Onychorrhexis was observed in patients who had received cisplatin, paclitaxel + carboplatin, paclitaxel, and carboplatin. MVA revealed that the drugs associated with onychorrhexis were cisplatin and paclitaxel.

Splinter hemorrhage was observed in patients who had received paclitaxel, paclitaxel + carboplatin, and cisplatin. None of the single-agent carboplatin users developed this nail changes. Paclitaxel was associated with splinter hemorrhage in the study, which was not significant in MVA (probably due to lesser incidence of this nail finding).

Terry′s nails were found in patients who had received paclitaxel and docetaxel.

Half-and-half nail was seen in patients who had received paclitaxel + carboplatin and paclitaxel whereas not observed among any patients who received single-agent carboplatin.

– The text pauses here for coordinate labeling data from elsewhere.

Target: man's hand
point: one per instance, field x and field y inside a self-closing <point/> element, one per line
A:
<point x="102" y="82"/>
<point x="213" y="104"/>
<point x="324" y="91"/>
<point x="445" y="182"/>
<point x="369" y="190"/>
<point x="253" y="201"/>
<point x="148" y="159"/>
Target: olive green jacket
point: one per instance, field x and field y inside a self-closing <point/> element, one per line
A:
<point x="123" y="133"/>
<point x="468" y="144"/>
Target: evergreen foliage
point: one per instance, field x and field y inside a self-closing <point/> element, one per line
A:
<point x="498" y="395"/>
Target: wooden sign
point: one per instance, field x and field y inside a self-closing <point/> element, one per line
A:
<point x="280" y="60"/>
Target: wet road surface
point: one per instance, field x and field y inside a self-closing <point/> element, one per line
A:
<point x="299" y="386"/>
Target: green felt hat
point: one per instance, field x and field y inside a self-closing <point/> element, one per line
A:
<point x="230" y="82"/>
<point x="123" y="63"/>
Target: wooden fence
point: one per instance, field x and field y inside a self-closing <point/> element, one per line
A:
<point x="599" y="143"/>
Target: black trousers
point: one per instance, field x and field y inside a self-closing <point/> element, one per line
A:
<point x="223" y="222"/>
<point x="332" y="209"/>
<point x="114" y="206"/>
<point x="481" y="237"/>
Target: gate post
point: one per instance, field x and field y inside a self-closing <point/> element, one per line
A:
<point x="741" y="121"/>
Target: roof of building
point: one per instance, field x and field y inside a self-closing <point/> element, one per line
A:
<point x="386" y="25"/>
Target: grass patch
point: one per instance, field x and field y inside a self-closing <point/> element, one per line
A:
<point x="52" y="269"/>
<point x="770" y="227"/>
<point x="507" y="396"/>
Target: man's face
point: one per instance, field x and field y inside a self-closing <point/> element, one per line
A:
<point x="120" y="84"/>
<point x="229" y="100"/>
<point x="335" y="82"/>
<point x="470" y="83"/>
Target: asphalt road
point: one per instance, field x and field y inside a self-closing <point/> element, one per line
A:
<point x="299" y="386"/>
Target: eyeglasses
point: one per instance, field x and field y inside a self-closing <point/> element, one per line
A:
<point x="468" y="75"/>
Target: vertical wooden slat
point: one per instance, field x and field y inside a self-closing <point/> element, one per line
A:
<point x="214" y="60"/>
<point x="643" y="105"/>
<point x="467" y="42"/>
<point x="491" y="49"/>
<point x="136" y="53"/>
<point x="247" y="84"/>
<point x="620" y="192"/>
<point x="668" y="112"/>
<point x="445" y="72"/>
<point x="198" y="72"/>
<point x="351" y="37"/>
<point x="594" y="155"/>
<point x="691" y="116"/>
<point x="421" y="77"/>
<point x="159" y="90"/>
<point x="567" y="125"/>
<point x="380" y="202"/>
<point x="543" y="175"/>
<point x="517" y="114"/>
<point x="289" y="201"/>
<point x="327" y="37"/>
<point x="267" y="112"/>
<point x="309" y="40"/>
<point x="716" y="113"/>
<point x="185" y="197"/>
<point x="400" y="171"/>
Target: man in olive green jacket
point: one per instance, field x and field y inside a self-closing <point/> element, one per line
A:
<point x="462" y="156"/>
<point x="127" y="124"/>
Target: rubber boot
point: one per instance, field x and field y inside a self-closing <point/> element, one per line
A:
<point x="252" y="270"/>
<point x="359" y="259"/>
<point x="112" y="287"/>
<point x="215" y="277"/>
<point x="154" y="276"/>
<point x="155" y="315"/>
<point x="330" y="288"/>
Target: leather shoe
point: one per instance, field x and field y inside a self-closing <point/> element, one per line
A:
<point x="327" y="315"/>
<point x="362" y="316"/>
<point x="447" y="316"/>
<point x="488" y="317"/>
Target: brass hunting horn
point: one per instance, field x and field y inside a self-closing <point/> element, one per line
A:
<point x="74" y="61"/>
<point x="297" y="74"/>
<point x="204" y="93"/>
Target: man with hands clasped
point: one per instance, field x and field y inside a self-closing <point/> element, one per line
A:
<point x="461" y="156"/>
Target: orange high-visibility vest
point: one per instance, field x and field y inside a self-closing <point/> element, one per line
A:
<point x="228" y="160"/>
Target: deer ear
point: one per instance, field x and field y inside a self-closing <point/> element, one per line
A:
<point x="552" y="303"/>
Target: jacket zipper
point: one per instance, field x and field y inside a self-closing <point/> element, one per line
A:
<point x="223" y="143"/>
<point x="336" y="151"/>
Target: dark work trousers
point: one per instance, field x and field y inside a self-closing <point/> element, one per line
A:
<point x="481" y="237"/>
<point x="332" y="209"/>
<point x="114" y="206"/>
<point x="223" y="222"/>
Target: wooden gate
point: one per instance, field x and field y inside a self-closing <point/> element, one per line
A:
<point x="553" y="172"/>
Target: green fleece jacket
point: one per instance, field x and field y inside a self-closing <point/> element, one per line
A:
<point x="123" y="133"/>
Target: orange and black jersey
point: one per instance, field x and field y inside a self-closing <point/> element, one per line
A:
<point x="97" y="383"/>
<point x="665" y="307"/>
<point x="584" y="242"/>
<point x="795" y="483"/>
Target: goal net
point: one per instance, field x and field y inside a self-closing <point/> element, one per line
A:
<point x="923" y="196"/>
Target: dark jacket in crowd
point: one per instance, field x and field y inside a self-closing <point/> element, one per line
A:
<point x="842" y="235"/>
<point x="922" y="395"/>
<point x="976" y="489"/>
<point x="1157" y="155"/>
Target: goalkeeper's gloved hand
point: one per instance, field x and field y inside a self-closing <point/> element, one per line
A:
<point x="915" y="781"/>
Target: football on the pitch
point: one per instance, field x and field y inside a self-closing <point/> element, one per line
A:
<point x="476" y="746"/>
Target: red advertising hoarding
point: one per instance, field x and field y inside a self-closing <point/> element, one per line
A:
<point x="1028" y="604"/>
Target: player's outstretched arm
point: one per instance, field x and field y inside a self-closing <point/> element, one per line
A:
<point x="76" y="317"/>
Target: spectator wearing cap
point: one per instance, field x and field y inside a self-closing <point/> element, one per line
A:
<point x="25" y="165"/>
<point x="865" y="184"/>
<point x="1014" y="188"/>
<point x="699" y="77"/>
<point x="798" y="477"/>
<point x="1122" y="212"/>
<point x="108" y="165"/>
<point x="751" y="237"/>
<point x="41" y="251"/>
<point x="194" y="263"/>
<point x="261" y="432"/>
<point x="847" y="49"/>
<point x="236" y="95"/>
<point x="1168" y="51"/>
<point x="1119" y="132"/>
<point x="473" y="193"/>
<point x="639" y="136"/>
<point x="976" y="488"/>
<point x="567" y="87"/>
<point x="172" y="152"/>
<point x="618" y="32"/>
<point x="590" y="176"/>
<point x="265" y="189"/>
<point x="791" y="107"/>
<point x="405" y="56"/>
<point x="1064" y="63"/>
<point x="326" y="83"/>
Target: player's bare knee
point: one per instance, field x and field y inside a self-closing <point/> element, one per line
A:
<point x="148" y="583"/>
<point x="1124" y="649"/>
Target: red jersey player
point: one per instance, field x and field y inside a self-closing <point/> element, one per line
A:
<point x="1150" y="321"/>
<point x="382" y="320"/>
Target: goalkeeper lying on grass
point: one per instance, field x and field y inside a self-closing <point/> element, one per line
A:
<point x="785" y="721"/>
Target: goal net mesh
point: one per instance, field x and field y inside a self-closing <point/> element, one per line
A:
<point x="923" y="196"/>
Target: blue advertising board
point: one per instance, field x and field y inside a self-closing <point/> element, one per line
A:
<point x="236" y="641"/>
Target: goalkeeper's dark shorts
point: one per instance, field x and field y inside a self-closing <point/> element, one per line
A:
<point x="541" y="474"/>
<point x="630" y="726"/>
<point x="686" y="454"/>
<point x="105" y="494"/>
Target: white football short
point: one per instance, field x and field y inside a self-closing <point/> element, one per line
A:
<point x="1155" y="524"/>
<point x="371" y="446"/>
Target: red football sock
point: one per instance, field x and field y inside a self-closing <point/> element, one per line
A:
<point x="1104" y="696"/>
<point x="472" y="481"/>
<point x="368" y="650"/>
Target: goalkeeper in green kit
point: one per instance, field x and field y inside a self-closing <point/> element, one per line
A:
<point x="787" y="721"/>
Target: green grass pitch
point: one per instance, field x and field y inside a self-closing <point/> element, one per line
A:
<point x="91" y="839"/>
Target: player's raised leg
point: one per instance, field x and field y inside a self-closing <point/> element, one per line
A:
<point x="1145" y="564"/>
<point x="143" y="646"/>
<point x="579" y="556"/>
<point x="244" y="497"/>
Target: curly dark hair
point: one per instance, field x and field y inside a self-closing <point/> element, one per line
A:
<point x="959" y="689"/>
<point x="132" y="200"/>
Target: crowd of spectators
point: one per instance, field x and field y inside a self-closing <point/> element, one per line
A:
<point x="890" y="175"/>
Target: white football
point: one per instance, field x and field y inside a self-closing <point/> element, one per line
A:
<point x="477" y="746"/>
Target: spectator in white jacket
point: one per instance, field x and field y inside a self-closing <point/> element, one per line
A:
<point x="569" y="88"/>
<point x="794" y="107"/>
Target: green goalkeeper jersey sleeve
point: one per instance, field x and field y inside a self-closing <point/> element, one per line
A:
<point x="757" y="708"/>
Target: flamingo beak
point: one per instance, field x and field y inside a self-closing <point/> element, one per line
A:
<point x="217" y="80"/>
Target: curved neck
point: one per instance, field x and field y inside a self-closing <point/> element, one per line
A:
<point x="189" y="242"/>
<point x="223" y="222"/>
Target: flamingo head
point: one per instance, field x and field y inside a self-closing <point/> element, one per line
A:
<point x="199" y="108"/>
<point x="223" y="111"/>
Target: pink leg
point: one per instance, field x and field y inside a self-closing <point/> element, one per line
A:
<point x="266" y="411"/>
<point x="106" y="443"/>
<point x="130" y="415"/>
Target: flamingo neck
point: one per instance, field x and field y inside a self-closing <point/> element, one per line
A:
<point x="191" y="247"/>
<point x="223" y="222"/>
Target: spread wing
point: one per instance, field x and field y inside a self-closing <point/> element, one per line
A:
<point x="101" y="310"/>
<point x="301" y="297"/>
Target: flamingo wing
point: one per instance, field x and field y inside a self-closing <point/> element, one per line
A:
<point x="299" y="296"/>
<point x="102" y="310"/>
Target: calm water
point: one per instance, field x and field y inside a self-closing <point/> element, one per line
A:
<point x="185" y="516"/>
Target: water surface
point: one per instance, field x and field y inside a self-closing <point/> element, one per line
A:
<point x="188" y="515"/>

Beau′s lines were observed in patients who had received docetaxel and paclitaxel + carboplatin, whereas it was not observed in any case who had received carboplatin. Onychomadesis was found in two patients after receiving paclitaxel.

Paronychia was observed in patients who had received paclitaxel + carboplatin, paclitaxel, and docetaxel but was not seen among any cases who received single-agent carboplatin.

  • Onychodystrophy was observed in patients who had received paclitaxel


  • Leukonychia was observed in patients who had received Adriamycin, bleomycin, vinblastine, and dacarbazine (ABVD) regimen


  • Muehrcke′s line was observed in one patient who had received docetaxel.



  •   Discussion Top


    The present study was conducted to identify some of the common nail changes and their causative chemotherapeutic agents.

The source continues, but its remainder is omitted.